Hace unos meses Silvia Nanclares, estupenda escritora y compa en bookcamping, lanzó un concurso en el que invitaba a quien quisiera a remezclar su libro “El Sur: instrucciones de uso”. La remezcla podía ser de cualquier tipo, aunque creo que fundamentalmente recibieron textos. Yo, como soy lenta de reflejos, supe cómo quería participar el día que vencía el plazo. En realidad, puestas a desvelar código fuente, la verdad es que la idea me la dio esta imagen, ya veis, sencillita la asociación.

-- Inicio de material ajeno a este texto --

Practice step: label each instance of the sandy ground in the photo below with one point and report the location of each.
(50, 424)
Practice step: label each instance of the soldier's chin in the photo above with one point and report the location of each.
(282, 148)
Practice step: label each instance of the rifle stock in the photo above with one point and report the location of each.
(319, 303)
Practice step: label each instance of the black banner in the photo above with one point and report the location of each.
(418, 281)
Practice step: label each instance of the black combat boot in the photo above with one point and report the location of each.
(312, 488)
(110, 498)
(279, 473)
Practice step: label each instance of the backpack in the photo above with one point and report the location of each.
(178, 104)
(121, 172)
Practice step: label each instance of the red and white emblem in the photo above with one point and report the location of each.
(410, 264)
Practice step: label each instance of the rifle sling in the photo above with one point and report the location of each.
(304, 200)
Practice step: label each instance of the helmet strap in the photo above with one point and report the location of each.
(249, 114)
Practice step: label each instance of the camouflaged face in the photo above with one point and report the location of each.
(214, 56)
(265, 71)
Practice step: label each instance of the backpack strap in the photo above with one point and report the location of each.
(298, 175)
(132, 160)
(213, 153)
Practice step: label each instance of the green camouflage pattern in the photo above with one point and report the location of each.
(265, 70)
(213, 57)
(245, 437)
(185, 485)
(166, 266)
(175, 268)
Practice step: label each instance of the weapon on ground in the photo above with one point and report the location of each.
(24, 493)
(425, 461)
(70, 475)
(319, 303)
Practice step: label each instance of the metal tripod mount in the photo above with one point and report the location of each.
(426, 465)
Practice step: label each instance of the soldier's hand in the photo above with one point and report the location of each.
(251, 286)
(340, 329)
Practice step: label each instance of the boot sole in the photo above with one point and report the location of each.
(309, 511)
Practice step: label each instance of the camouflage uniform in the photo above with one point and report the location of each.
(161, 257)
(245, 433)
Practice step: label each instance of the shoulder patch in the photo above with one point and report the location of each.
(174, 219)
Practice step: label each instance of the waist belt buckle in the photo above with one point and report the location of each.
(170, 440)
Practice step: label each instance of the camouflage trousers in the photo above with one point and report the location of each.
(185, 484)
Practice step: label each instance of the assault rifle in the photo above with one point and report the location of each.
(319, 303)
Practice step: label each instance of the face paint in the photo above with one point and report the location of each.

Han pasado más de tres meses desde entonces. Sí, me he tomado mi tiempo. Soy una pesada pero además es algo que quería hacer con mimo, porque adoro el libro y porque adoro a Silvia, dicho sea de paso.
“El sur” es una aventura, un viaje inciático, una especie de Bildungsroman a escala cotidiana, la que nos atañe hoy, es un volver al mismo lugar siendo diferente. Es una de esas lecturas después de las cuales ya no vuelves a ser la misma, has crecido, has aprendido y has amado. No sabes muy bien cuál es la conclusión pero ahí está, ya ha pasado a formar parte de tu carta de navegación vital: el zorzal y la ballena, Marion y Aniko, los bandos léxicos, la ahistoria y las grietas para mirar a otros mundos.
Ahora ya toca tomar aire y soltar aquí lo mío. Sólo espero haber estado a la altura del texto, por cierto, descargable, remezclable y altamente recomendable.